If the gate had existed:

  • #2347experts.ts diff would have flagged the registry as changed; if the test or MCP tool weren’t in the PR, fail CI with DEFAULT_EXPERTS changed but expert-types.ts not updated.
  • #2344 — same.
  • #2358tools/index.ts diff flagged; missing tool-annotations.ts annotation entry would fail CI.

For each, the existing fix PR was the gap closer. The gate makes the gap closing mandatory in the original PR instead of a follow-up.

Implementation cost

  • New script: scripts/check-registry-coverage.ts (~250 LOC, mirrors check-docops-skill.ts shape).
  • Manifest: docs/ops/registry-coverage-manifest.json (3 entries to start).
  • New CI job in .github/workflows/docs-check.yml (or a new workflow file).
  • Unit tests for the script (mirrors check-docops-skill.test.ts).

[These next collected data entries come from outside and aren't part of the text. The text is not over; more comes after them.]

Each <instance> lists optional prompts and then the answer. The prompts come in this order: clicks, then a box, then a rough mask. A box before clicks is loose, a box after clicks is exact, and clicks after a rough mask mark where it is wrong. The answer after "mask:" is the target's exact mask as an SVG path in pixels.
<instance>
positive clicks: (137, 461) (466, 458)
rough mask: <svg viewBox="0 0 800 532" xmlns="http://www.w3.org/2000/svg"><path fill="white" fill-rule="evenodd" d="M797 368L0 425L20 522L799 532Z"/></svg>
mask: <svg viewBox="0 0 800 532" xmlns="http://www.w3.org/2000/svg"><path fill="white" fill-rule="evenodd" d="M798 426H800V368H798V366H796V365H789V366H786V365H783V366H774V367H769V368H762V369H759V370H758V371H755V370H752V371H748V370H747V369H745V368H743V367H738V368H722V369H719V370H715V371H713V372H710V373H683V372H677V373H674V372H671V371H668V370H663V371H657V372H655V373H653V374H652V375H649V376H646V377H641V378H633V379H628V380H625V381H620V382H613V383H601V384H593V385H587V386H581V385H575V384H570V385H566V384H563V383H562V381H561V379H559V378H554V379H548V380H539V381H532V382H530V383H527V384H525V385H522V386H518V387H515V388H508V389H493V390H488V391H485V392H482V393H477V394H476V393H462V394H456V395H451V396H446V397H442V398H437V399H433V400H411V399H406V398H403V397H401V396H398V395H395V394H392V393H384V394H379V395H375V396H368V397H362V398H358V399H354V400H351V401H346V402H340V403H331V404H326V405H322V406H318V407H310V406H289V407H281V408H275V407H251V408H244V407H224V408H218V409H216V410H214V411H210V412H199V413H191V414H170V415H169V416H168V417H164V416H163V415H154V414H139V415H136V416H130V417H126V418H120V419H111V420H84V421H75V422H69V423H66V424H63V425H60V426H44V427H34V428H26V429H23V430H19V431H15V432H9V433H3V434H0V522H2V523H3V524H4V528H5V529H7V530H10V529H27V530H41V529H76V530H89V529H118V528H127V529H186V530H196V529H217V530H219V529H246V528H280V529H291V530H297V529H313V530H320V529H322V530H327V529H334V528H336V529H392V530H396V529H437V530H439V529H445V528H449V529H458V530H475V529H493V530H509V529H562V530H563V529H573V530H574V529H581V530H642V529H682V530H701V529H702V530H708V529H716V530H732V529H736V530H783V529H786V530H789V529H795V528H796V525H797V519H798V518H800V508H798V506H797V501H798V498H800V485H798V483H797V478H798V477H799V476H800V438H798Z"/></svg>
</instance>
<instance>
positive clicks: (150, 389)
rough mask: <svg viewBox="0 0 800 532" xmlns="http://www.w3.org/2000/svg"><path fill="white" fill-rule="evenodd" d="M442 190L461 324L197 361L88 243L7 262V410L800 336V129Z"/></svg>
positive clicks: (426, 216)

Estimated work: ~half a day. Implementation tracked in #2406.

Acceptance for the design (this doc)

  • Picks one approach (manifest-driven: yes)
  • Lists the seed-set registries with peer files (3 entries above)
  • Names the failure mode (hard fail, no escape hatch for v1)
  • Calls out test-file inclusion (in)
  • Identifies risks and mitigations

Implementation begins in #2406 once this design lands.